Avoiding staff burnout and turnover
Bad leads, and using poorly chosen metrics to push teams inevitably leads to burnout and high staff turnover levels. Many companies haven’t really done the math on what lack of engagement in the workplace, or turnover costs. The numbers are high, and it is draining on the whole company.
Better serving the most profitable leads
When your teams know who the best and most profitable leads are, they’ll make the effort to serve them better. There’s nothing worse than losing a great client or sale to the competition. Without the data you just really don’t know who those great leads are, not even by what they wear.
Not burning good leads that need time and nurturing
Some leads may not be ready to close this month. Yet, they may be ideal leads in the next 90 days or 12 months. You don’t want to burn these either.

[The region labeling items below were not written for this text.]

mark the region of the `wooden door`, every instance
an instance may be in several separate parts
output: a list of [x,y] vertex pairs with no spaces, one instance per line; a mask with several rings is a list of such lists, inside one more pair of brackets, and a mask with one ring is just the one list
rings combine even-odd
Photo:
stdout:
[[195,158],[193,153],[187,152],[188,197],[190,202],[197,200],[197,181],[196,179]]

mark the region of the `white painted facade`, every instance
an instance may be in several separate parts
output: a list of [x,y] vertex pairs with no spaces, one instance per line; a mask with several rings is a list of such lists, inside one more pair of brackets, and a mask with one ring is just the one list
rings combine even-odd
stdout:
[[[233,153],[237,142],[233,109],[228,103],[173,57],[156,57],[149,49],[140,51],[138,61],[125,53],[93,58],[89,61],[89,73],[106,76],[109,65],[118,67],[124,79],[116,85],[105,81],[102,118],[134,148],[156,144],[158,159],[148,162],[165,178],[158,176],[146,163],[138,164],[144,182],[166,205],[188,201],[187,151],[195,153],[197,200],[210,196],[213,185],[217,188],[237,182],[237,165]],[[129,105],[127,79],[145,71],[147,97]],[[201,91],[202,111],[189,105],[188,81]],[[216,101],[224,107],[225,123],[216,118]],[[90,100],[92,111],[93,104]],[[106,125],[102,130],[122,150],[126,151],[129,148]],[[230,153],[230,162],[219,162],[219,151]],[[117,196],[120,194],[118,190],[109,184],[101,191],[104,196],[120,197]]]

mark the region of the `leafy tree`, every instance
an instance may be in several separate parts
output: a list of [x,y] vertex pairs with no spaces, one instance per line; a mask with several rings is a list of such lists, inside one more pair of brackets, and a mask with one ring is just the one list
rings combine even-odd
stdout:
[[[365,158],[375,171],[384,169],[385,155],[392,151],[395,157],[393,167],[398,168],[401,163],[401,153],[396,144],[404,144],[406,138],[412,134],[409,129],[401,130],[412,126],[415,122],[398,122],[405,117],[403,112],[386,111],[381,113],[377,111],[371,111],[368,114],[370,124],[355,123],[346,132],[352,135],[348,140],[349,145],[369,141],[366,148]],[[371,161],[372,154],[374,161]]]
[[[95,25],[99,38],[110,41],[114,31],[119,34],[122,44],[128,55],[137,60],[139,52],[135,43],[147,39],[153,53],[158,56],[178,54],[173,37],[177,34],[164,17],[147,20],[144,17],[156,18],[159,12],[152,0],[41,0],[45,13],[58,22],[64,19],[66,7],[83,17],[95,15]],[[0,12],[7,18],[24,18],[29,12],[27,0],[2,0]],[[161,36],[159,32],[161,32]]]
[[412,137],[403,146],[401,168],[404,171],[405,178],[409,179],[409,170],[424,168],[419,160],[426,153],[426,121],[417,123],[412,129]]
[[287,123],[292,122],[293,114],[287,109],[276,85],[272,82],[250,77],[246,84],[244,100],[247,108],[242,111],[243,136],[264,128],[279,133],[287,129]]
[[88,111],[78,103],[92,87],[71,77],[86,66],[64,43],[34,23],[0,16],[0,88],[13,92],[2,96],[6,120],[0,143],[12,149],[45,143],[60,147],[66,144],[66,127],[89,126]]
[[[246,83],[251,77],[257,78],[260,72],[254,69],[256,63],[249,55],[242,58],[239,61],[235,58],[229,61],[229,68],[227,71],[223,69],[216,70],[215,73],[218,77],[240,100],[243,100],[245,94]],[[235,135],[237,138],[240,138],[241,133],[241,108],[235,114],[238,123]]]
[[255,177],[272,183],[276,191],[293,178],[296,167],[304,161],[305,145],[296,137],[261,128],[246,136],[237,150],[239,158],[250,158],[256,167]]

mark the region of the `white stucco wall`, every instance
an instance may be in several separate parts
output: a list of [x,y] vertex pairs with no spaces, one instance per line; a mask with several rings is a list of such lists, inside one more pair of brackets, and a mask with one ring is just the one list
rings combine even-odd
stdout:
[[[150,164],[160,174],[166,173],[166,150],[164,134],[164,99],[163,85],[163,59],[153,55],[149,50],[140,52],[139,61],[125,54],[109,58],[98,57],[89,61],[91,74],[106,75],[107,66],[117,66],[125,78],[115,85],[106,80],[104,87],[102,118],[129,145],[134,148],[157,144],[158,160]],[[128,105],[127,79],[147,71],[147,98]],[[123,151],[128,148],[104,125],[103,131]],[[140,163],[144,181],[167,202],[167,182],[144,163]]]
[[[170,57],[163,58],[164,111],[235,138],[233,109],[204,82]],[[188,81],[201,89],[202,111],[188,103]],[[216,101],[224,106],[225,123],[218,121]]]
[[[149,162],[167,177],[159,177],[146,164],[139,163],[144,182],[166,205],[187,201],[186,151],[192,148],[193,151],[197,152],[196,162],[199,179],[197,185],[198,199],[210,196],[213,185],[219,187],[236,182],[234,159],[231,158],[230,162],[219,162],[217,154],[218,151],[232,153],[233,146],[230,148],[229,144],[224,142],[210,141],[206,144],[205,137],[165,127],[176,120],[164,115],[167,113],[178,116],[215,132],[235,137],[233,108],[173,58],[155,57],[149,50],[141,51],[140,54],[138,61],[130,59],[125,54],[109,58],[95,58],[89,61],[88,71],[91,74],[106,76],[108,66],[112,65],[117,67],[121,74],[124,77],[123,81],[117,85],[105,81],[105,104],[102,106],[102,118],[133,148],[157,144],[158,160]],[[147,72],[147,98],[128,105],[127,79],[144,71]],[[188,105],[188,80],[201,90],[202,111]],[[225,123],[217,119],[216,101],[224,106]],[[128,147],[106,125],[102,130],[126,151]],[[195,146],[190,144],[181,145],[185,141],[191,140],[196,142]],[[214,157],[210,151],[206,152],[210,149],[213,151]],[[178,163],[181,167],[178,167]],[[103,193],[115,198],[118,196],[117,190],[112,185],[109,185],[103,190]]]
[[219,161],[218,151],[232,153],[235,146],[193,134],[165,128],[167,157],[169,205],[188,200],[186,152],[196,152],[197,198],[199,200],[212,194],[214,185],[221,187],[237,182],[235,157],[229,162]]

You don’t want to ignore them or push them too hard when they really aren’t ready. You just need to know what bucket to put them in.
Equipped with this knowledge businesses can pinpoint the optimal types of marketing and nurturing for each lead. For some that may be live outbound calls and sales emails.
For others it may be drip campaigns, ringless voicemail drops or text messages. Or it could be more social media and blog content, or demos.
DNN Corp reports that using lead scoring and multi-channel marketing led to double and triple digit increases in website visitors, clicks, high quality leads, and conversions
Creating additional revenue streams from D level leads
Too often D level leads are just buried, or hammered in the wrong way. Data has value, even if it isn’t on our ideal immediate sales prospects.
Some organizations may be able to share or sell this data to others who it is a fit for, and recapitalize to put money into generating more A leads. Or it could be a matter of adding on new services to groom those D leads to becoming A leads.
For example; providing credit repair to unqualified leads if you are a mortgage company. Then being able to capitalize on that relationship, and graduate them to sales once their credit is improved.
Then there is the ongoing, compounding benefit of adding all of these factors together.
The big question is; can you afford not to score your leads?